Noskillz und Stevo – so heißen die Pros von Uwe und Steffen Winter. Mit Stolz tragen sie die WM-Trikots.
Noskillz und Stevo – so heißen die Pros von Uwe und Steffen Winter. Mit Stolz tragen sie die WM-Trikots. Foto: Cordula Fischer
Noskillz und Stevo – so heißen die Pros von Uwe und Steffen Winter. Mit Stolz tragen sie die WM-Trikots.
Foto: Cordula Fischer

SONNENBÜHL/REUTLINGEN. Die deutsche Nationalmannschaft im FIFA Pro Clubs Modus um Steffen und Uwe Winter aus Sonnenbühl und Reutlingen hat es im Eurocup 2022 bis ins Finale geschafft. Aber sie hat das Endspiel gegen das starke portugiesische Team verloren. In einem ereignisreichen Aufeinandertreffen reichte es in der Gesamtabrechnung nur für ein 1:3. Nachdem das Hinspiel mit 1:1 geendet hatte, dominierte Portugal das Rückspiel über weite Strecken und entschied es mit 2:0 für sich.

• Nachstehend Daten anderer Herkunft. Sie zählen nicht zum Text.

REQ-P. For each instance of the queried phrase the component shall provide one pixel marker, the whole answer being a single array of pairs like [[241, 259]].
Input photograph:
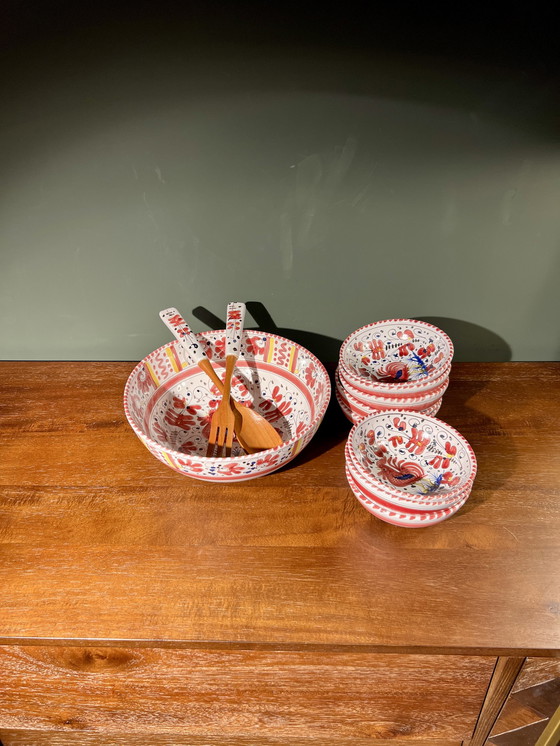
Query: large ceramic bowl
[[168, 403], [396, 354], [407, 453]]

Den dritten Platz sicherte sich Frankreich mit einem Erfolg gegen Georgien. Nach einer souveränen Gruppenphase und dem Weiterkommen gegen Italien folgte der Halbfinalerfolg gegen Georgien. Das Finale zu erreichen, war das erklärte Ziel der Brüder Steffen und Uwe Winter, die 2021 auch den Weltmeistertitel geholt hatten. Der Eurocup 2022 habe – unabhängig vom knapp verpassten Europameistertitel – dazu beitragen, den virtuellen Fußball populärer zu machen, heißt es in einer Mitteilung.

Die Spielgeschwindigkeit, die taktische Ausrichtung und die spielerischen Fähigkeiten begeisterten die Zuschauer vor dem heimischen Bildschirm. Sogar ein eigener Fanclub begleitete das Geschehen seit dem ersten Auftakt im Bootcamp vor Turnierbeginn. (fm/cofi)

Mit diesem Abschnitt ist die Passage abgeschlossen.